In questo caso è chiaro che Renzi, il renzismo, il “partito della nazione”, i “salvatore della Patria” accorsi a trovarsi un posticino sul carro delle chiacchiere del rottamatore della (di ogni) Costituzione, avrebbero interesse ad un referendum in “tono minore” con un afflusso minimo di elettori (quelli della grande imbarcata clientelare “nazionaldemocratica”.
Già hanno provato a mettercisi di mezzo le “intelligenze” “originali” di qualche costituzionalista da salotto di periferia e di qualche reduce delle baggianate referendarie pannelliane, avanzavo l’ipotesi della possibilità e della opportunità di un “frazionamento” del referendum (illegittimo e politicamente demenziale).
E’ chiaro che l’esito deludente per tutti, il senso dell’inutilità e della frustrazione di parte dell’elettorato che è prevedibile segua il referendum antirivelatorio, potrà rischiare di compromettere il varare di “resistenza popolare” allo scempio (asinino, oltre che prevaricatore) della Costituzione che deve assumere il referendum di Ottobre.

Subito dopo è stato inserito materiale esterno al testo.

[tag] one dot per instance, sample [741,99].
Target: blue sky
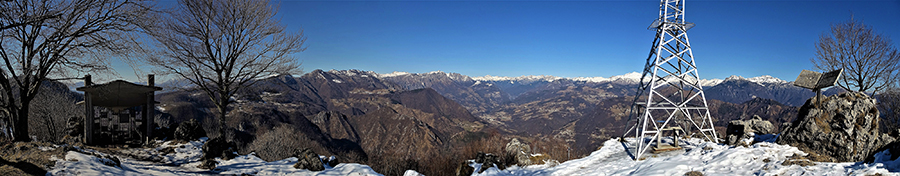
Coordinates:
[567,38]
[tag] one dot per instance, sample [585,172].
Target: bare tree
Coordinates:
[42,39]
[870,61]
[223,46]
[51,109]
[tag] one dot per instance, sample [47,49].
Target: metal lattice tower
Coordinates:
[670,93]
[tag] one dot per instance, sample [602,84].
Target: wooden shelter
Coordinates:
[125,109]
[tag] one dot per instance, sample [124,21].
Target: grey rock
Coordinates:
[488,160]
[216,148]
[189,130]
[463,169]
[741,129]
[520,151]
[309,160]
[840,128]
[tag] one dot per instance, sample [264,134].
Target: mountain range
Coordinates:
[413,116]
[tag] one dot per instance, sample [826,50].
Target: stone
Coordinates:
[189,130]
[520,151]
[464,169]
[840,128]
[741,129]
[216,148]
[74,126]
[309,160]
[488,160]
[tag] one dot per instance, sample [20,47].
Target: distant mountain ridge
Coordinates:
[632,77]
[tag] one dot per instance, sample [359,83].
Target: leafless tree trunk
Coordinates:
[870,61]
[50,111]
[45,38]
[222,46]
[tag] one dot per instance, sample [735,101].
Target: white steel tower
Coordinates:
[670,93]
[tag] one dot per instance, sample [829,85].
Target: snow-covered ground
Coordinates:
[763,158]
[184,161]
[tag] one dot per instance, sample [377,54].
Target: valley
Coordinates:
[429,118]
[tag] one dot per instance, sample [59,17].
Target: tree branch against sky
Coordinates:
[870,60]
[224,46]
[45,38]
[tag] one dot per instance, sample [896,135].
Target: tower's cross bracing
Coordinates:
[670,94]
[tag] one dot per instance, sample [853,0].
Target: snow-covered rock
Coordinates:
[184,160]
[709,158]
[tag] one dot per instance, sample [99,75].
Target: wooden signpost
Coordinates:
[816,81]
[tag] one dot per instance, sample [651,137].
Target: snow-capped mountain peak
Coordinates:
[520,78]
[393,74]
[766,79]
[759,80]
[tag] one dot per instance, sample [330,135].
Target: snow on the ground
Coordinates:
[184,161]
[763,158]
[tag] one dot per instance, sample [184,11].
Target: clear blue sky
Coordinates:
[567,38]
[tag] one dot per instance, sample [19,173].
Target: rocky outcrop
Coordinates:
[189,130]
[520,151]
[489,160]
[741,129]
[309,160]
[839,128]
[216,148]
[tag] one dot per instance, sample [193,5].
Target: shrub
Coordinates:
[282,142]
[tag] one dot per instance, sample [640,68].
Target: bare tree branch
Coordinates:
[870,61]
[223,46]
[45,38]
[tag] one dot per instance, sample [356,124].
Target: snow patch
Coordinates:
[184,161]
[763,158]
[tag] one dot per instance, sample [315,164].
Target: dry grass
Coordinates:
[26,158]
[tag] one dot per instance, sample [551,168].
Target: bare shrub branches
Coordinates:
[870,61]
[44,38]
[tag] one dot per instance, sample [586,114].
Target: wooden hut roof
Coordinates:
[118,94]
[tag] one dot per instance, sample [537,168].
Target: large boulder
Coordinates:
[520,151]
[489,160]
[741,129]
[216,148]
[189,130]
[309,160]
[838,128]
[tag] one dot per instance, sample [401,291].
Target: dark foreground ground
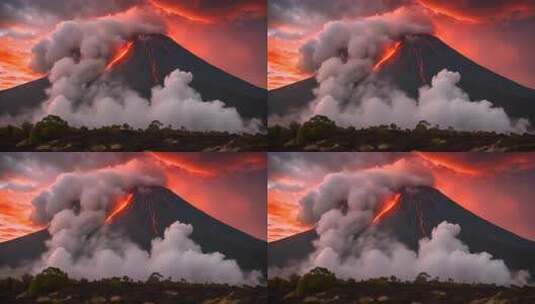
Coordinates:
[119,291]
[321,134]
[54,134]
[320,288]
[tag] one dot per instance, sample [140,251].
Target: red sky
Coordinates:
[494,33]
[496,187]
[213,182]
[230,35]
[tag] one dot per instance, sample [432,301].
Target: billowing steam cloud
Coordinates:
[344,56]
[75,207]
[76,56]
[176,104]
[342,209]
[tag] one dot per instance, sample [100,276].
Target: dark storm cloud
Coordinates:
[316,164]
[30,11]
[299,12]
[34,165]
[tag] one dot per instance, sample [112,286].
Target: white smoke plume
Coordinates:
[75,209]
[176,104]
[344,55]
[76,56]
[343,206]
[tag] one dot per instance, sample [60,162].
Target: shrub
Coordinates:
[51,279]
[317,280]
[51,127]
[317,128]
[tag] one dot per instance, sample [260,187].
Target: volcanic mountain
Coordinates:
[418,211]
[146,62]
[149,213]
[416,60]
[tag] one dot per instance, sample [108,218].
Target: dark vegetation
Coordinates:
[54,134]
[321,286]
[322,134]
[54,286]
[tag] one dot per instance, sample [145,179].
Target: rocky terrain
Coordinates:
[320,286]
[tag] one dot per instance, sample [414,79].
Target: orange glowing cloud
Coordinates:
[282,218]
[494,186]
[282,64]
[209,13]
[475,11]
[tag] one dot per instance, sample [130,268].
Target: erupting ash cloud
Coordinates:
[342,209]
[345,55]
[76,56]
[76,207]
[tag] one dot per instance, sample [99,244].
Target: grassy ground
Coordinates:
[131,292]
[321,134]
[314,289]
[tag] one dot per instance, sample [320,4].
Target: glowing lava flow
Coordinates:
[121,204]
[119,55]
[389,204]
[386,56]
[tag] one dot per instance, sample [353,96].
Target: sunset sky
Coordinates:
[212,182]
[495,33]
[228,34]
[497,187]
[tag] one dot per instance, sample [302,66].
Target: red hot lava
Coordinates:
[119,55]
[387,206]
[120,205]
[388,53]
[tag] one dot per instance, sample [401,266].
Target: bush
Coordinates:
[317,128]
[51,127]
[317,280]
[51,279]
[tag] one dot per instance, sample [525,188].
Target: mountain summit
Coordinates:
[418,211]
[150,211]
[416,60]
[145,63]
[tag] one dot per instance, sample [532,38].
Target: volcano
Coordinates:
[145,64]
[416,60]
[149,213]
[418,211]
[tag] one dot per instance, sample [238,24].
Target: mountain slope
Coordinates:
[145,218]
[145,65]
[416,61]
[413,218]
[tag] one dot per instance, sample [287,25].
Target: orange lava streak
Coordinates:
[386,56]
[389,204]
[119,55]
[436,160]
[121,204]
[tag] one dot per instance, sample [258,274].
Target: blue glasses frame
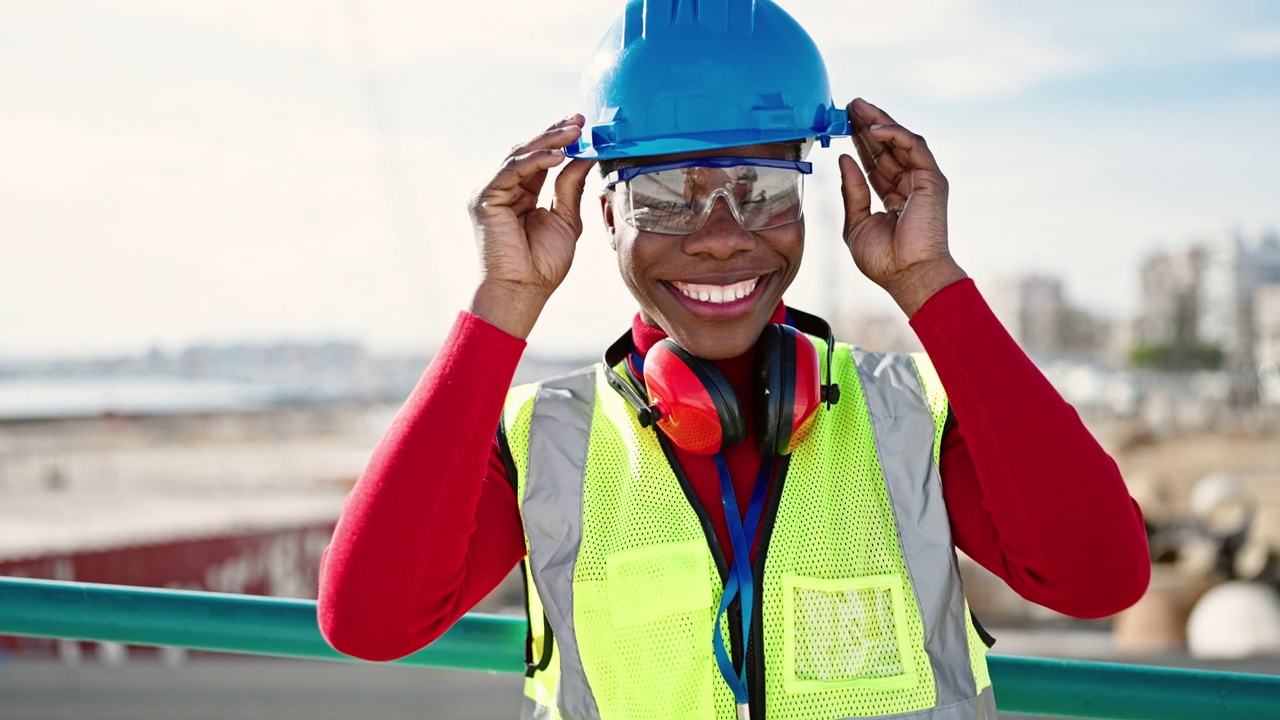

Il ritardo con il quale le forze politiche (si fa per dire) che hanno proclamato la loro ostilità al vandalismo costituzionale renziano-etrusco è evidente. E sembra che fino a giugno (elezioni amministrative) almeno, esse non faranno nulla di concreto per prepararsi alla battaglia.
E’ da augurarsi che, intanto, chi ne ha gli strumenti, si faccia un dovere di sottolineare, per l’opinione pubblica, la differenza tra il referendum “fasullo” o quello e di essenziale importanza, purché non vi siano ricadute del flop dell’uno o sull’altro.
Ma non dovremmo essere noi a dare così elementari suggerimenti.